Lee Drutman, a political scientist, argues in The Atlantic that America has become the rigid two-party system its founders feared.
The authors of America’s Constitution wanted to make it impossible for a partisan majority to ever unite and take control of the government, which it could then use to oppress the minority.
The fragile consent of the governed would break down, and violence and authoritarianism would follow. This was how previous republics had fallen into civil wars and the Framers were intent on learning from history, not repeating its mistakes.
They separated powers across competing institutions to prevent any one faction from dominating others. But they did not plan for the emergence of political parties, let alone just two parties.
For most of America’s history, Drutman argues, the system still worked because the parties weren’t homogenous or very ideological. Bargaining and coalition-building took place within the two parties as well as between them.
The parties operated as loose, big-tent coalitions of state and local parties, which made it hard to agree on much at a national level.
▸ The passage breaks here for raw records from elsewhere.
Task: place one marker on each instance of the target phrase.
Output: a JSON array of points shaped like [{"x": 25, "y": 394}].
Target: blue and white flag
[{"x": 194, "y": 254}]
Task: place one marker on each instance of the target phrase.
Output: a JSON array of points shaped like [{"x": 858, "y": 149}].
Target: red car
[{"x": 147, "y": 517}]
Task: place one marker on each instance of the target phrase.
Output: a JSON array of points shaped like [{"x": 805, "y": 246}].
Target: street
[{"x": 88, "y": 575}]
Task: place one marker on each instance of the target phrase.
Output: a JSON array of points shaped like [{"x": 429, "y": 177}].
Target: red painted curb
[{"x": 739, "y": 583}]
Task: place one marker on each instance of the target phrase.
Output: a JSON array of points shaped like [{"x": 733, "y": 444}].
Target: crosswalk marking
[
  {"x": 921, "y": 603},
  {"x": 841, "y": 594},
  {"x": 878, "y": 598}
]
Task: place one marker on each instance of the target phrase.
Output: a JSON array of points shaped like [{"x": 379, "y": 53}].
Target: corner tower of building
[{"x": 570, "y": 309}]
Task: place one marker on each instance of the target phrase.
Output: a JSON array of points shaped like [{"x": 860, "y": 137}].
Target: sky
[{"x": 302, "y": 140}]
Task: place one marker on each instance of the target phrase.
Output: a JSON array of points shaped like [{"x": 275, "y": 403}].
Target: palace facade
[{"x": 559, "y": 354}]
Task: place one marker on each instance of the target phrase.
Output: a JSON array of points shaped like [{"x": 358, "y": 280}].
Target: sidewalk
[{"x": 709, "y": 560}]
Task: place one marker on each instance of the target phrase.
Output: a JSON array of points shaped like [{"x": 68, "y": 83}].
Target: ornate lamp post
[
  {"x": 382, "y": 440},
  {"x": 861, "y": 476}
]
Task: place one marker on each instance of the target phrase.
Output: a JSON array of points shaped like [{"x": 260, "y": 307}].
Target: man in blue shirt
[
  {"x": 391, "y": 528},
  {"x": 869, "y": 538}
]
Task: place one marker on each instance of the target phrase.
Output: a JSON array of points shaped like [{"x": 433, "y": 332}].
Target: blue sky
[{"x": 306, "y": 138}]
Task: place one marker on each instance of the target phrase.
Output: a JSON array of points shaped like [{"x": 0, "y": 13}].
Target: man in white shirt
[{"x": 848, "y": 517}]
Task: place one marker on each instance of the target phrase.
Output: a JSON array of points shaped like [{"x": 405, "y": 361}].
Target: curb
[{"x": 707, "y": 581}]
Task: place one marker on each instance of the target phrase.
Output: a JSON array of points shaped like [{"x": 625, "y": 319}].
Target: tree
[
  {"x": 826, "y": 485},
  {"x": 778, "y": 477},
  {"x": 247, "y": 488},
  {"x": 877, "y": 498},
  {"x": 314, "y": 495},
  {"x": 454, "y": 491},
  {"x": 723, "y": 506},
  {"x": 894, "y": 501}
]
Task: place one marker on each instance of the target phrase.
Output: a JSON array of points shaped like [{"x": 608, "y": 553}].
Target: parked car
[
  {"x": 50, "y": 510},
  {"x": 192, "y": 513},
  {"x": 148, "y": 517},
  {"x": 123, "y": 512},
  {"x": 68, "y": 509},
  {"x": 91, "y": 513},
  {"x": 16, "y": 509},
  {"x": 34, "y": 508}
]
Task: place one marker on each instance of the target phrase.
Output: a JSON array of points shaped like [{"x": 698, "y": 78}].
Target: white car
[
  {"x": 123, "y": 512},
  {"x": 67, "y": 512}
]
Into the late twentieth century, there were liberal Democrats and conservative Republicans alongside liberal Republicans and conservative Democrats. America had something of a four-party system.
Three things changed that:
- The nationalization of politics, aided by mass media and later the Internet.
- The sorting of urban college graduates and ethnic and sexual minorities in the Democratic Party and exurban and mostly white voters in the Republican Party.
- Elections being decided by ever smaller margins.
As a consequence, primaries, not general elections, now often determine who wins in a congressional district or state and both parties seek an elusive permanent majority rather than compromise.
This breaks the system of separation of powers and checks and balances the Founders created:
Under unified government, congressional co-partisans have no incentive to check the president; their electoral success is tied to his success and popularity. Under divided government, congressional opposition partisans have no incentive to work with the president; their electoral success is tied to his failure and unpopularity. This is not a system of bargaining and compromise, but one of capitulation and stonewalling.
In the absence of a functional Congress, the presidency has become more and more powerful. More and more decisions that should be made by politicians are delegated to the courts, which have become politicized as a result.
Drutman’s solution is the same as mine: switch to a multiparty system.
He points out that nothing in the Constitution requires a two-party system. Nothing requires the country to hold winner-takes-all elections. States can decide their own rules and Congress has the power to intervene; a power it has used in the past to enforce the very plurality-winner single-member districts that keep the duopoly in place and ensure that most elections are uncompetitive.
If the country wanted to, it could move to a system of proportional representation for the very next congressional election. All it would take is an act of Congress. States could also act on their own.
Options include multi-member congressional districts, ranked-choice voting and French-style runoffs. All would allow third parties to thrive without playing spoiler and encourage politicians to appeal to the center rather than to the extreme wings of their parties.
Taking judicial appointments out of the hands of politicians (in most other democracies, judges appoint their own) could help depoliticize the judiciary and take the sting out of the culture war the two-party system sustains.
Shifting power to more populous states would help shrink the rural-urban divide — another cleavage of the culture war — and reintroduce political competition in coastal cities.
Changing the composition of the Senate would probably be the last, and certainly not the first, step in such a transition, but this would be another argument for multi-member congressional districts, which do not require constitutional reform.
If the Electoral College, which currently gives an unfair advantage to sparsely populated states, cannot be abolished, it could be expanded to more accurately reflect where Americans live. There is no constitutional limit on its size.
Drutman knows multiparty democracy isn’t perfect either.
But it is far superior in supporting the diversity, bargaining and compromise that the Framers … designed America’s institutions around, and which they saw as essential to the fragile experiment of self-government.